Well first, he may be right, and if so then there's nothing we can do about it. He may be wrong too. Since we can't know one way or the other, don't worry about it. Que sera, sera.
Second, it's a bit anthropocentric. What the Spanish, Portuguese, German, and English colonists did in the Americas is a done deal. The old high-tech-rapes-low-tech stuff. Hopefully the aliens will be more like the French in the Americas, and have sex with us. ;-) Unless they're some form of land squid. Ew.
But more importantly, that was Human on Human stuff. Who are we to say that if they just plain exterminate our greedy, lying, selfish species, it won't be for the good of The Galaxy? We're not all winners, let's be honest. And good people can go bad. I'll bet they figure that one out pretty quick after a decade of observation.
In any event, I'd be more worried if aliens on say Europa, Titan, Tau Ceti II, Epsilon Eridani IV, Procyon XII or wherever aliens dwell, were visited by the Humans of Earth. OK, at first we'd be nice because the first visitors would be Scientists who of course are wonderful people, but our businessfolk and their lawyers won't be far behind. THEN we can talk resource-stealing, as in the movie, Avatar. Except with a realistic ending.
Third, I pay little creed to Drake's equation. It goes so non-linear so fast any result is pretty moot, IMO. What we need is more data to firm up some of those variables, and given Astronomy, we're getting there.

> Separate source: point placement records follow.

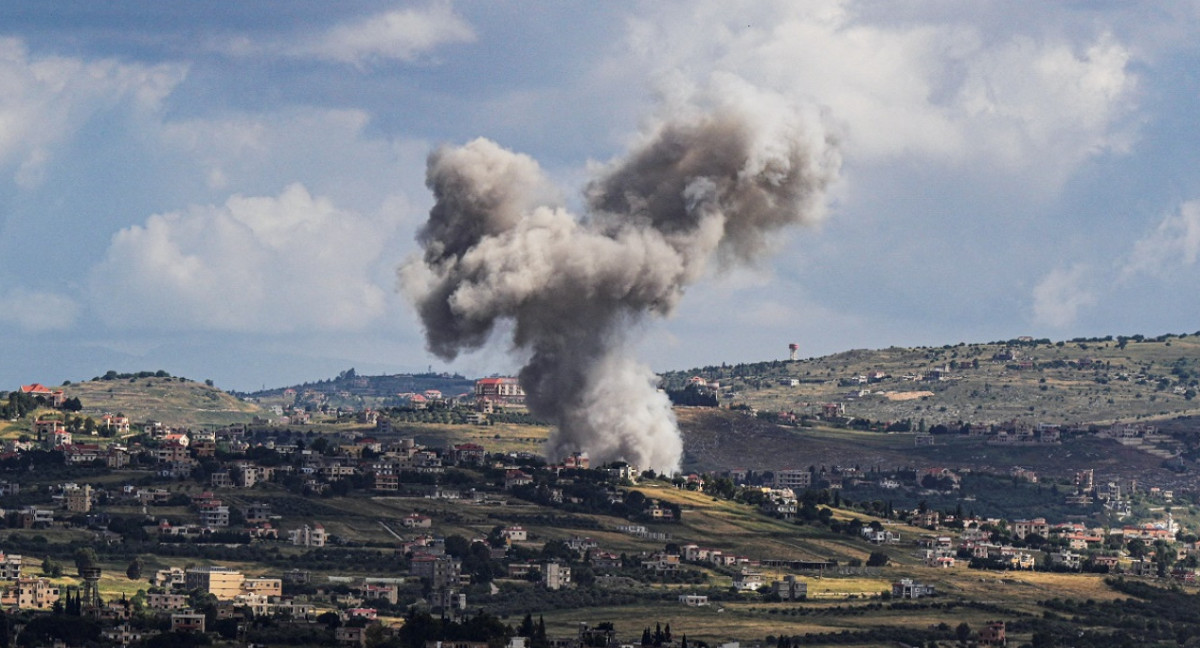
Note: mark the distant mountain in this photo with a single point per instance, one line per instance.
(349, 384)
(1078, 382)
(162, 397)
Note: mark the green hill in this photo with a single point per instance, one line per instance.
(161, 397)
(1083, 382)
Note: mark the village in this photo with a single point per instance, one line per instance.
(215, 474)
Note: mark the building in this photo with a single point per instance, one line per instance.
(222, 582)
(35, 594)
(166, 601)
(53, 397)
(187, 622)
(442, 571)
(993, 634)
(10, 567)
(515, 534)
(263, 587)
(907, 588)
(791, 588)
(77, 498)
(793, 479)
(502, 390)
(418, 521)
(556, 575)
(309, 537)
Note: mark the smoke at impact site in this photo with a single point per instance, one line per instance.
(706, 189)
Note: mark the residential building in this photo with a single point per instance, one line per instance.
(166, 601)
(791, 588)
(77, 498)
(907, 588)
(556, 575)
(10, 567)
(503, 390)
(263, 587)
(187, 622)
(35, 593)
(307, 537)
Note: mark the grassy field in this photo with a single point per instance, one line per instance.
(173, 401)
(1081, 382)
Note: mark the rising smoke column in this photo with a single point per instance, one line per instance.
(711, 184)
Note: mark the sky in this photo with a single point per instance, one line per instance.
(226, 191)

Fourth, we're going pretty quiet as it is, as we switch from radio to cable and low-earth orbit communication. Looking for us in the radio spectrum, they'll see us "go quiet." They may know why. Or they may not and figured we just exterminated ourselves. Which we still might.
Have a nice day. :-)
Actually, I'm glad Hawking brought attention to himself again. His personal story of courage is quite inspirational, and hopefully people will remember his previous and more important remark regarding getting the heck off this planet while the getting is good. Having all our eggs in the one basket that is our 8000-mile ball of rock is not good, aliens or no aliens.